See below for more options.


  • --input_class_filter select entries of the specified class only.

  • --limit limit the number of annotation rectangles to consider, good for debuging purposes.


  • --skip_rotation skips rotation information in annotation (all set to 0.0).

  • --factor=1.2 extends the extraction box by a factor of the width and height. --factor_width and --factor_height do the same on one axis only and are cumulative with --factor (multiplication). In the example, ./bin/extractRect out.csv out7 --factor 1.2

  • --offset_x and --offset_y add an offset on each axis of the rectangle, in percentage of the width of the rectangle. In the example, select the titles of the book with the command ./bin/extractRect out3.csv out12 --offset_y=0.5 --factor_height=0.3

  • --merge : if multiple bounding box per images, will extract the global bounding box containing all rectangles in each image. In the example : ./bin/extractRect out.csv out --merge will produce :

  • --merge_line : If multiple rectangle per images, merge rectangles that are roughly on the same line.

  • --correct_ratio : corrects the ratio of the annotated rectangles to the specified --ratio by augmenting one of the two dimensions (height or width). Default is false.

  • --add_borders=true : adds borders to the extracted image to fit the ratio. Default is false. Available only when --resize_width not zero.

  • --ratio=1.0 is used in combination to --correct_ratio or --resize-width options. It defines the ratio (height/width) of the window to extract. The use of --resize-width option without --correct_ratio will stretch the image to final dimensions.


  • --noise_translation=0.2 adds a noise in translation of 20% of the width/height. Not taken into consideration for negatives generation. --noise_translation_offset can be used to specify a mininum noise (for negative generation for example).

  • --noise_rotation=30 adds a noise in rotation in [-noise_rotation°,noise_rotation°].

  • --noise_zoomin=2 --noise_zoomout=3 adds a noise in scale factor uniformly distributed in [1/3,200%]. Not taken into consideration for negatives generation and in --full_image mode.

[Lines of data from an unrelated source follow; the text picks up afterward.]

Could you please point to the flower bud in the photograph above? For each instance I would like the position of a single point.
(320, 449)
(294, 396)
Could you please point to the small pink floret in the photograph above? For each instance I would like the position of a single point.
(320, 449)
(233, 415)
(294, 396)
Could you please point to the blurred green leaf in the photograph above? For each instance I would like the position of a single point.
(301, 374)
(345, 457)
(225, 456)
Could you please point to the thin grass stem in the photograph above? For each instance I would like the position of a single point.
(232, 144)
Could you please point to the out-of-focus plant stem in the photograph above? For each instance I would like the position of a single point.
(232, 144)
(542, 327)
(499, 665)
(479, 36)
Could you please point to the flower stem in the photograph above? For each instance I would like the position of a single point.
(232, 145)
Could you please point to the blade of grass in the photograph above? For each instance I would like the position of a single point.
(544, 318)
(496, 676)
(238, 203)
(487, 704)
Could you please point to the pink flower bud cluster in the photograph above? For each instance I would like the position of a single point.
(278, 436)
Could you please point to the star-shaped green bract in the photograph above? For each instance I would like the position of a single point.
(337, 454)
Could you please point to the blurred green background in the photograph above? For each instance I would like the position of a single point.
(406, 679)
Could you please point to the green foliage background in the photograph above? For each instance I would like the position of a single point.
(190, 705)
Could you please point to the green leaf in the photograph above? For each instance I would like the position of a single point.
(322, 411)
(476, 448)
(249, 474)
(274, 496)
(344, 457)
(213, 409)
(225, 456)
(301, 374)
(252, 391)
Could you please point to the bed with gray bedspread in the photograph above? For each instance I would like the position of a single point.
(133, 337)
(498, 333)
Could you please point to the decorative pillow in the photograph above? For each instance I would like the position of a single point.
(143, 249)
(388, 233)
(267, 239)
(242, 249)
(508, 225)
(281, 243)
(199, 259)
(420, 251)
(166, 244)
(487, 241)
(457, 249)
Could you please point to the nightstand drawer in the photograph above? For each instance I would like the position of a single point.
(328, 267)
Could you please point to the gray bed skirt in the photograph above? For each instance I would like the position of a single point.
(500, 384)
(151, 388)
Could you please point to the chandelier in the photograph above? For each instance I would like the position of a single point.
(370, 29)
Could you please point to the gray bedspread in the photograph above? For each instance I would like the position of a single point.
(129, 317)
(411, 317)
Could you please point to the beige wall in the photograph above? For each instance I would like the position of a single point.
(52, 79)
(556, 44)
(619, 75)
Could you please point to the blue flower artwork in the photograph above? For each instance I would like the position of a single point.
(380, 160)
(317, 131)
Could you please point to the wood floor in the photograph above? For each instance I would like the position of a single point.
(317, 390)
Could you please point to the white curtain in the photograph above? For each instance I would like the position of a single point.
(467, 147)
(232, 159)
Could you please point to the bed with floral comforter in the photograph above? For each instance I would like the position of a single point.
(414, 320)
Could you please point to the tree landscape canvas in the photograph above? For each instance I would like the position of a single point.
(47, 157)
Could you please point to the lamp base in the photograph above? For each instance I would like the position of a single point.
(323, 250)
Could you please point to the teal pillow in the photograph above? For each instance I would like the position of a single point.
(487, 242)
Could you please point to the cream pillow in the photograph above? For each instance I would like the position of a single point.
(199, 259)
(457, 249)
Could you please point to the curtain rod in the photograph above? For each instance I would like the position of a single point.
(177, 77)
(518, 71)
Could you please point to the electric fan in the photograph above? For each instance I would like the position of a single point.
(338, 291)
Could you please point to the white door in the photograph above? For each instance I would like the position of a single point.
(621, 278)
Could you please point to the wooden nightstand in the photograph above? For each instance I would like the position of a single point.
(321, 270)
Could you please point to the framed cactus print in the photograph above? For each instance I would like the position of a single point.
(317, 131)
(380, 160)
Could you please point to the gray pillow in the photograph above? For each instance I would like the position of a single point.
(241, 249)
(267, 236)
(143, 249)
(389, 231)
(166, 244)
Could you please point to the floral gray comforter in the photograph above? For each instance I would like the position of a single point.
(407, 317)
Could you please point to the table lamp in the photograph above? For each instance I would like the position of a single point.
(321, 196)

  • --pepper_noise=0.1 --gaussian_noise=30 adds a pixel noise

  • --samples is the number of sample to extract per image. Default is 1. Useful in combination with noise option.


  • --full_image will not extract the rectangle along the given annotation. Always true in --backend=opencv output mode.

  • --resize_width=400 resizes the output to a width of resize_width and a height of resize_width*ratio. --resize_width=0 will not resize the output. Default value is no resize. Not available in --full_image and --backend=opencv mode.

  • --gray=true extracts as a gray image. Default is false. Always true in --backend=opencv output mode.

  • --backend=directory defines the output format for storing the results. Possible values are : directory, lmdb, tesseract, opencv. Default value is directory.

  • --output_class override the class by the specified class

  • --output_by_label=false avoids creation of different output directories per label. Available for --backend=directory only.

  • --append append new extracts to an existing directory. Available for --backend=directory only.


  • --neg_per_pos defines the number of negative samples per positives to extract. By default, no negative (0).

  • --neg_width=0.2 defines the width of negative samples to extract, in pourcentage to the largest image dimension (width or height).

License conditions

Copyright (c) 2016 Christopher5106

This tool has been developped for a work at Axa, and is a contribution to OpenSource by Axa.

This program is free software; you can redistribute it and/or modify it under the terms of the GNU General Public License as published by the Free Software Foundation; either version 2 of the License, or (at your option) any later version.

This program is distributed in the hope that it will be useful, but WITHOUT ANY WARRANTY; without even the implied warranty of MERCHANTABILITY or FITNESS FOR A PARTICULAR PURPOSE. See the GNU General Public License for more details.

You should have received a copy of the GNU General Public License along with this program; if not, write to the Free Software Foundation, Inc., 51 Franklin Street, Fifth Floor, Boston, MA 02110-1301, USA.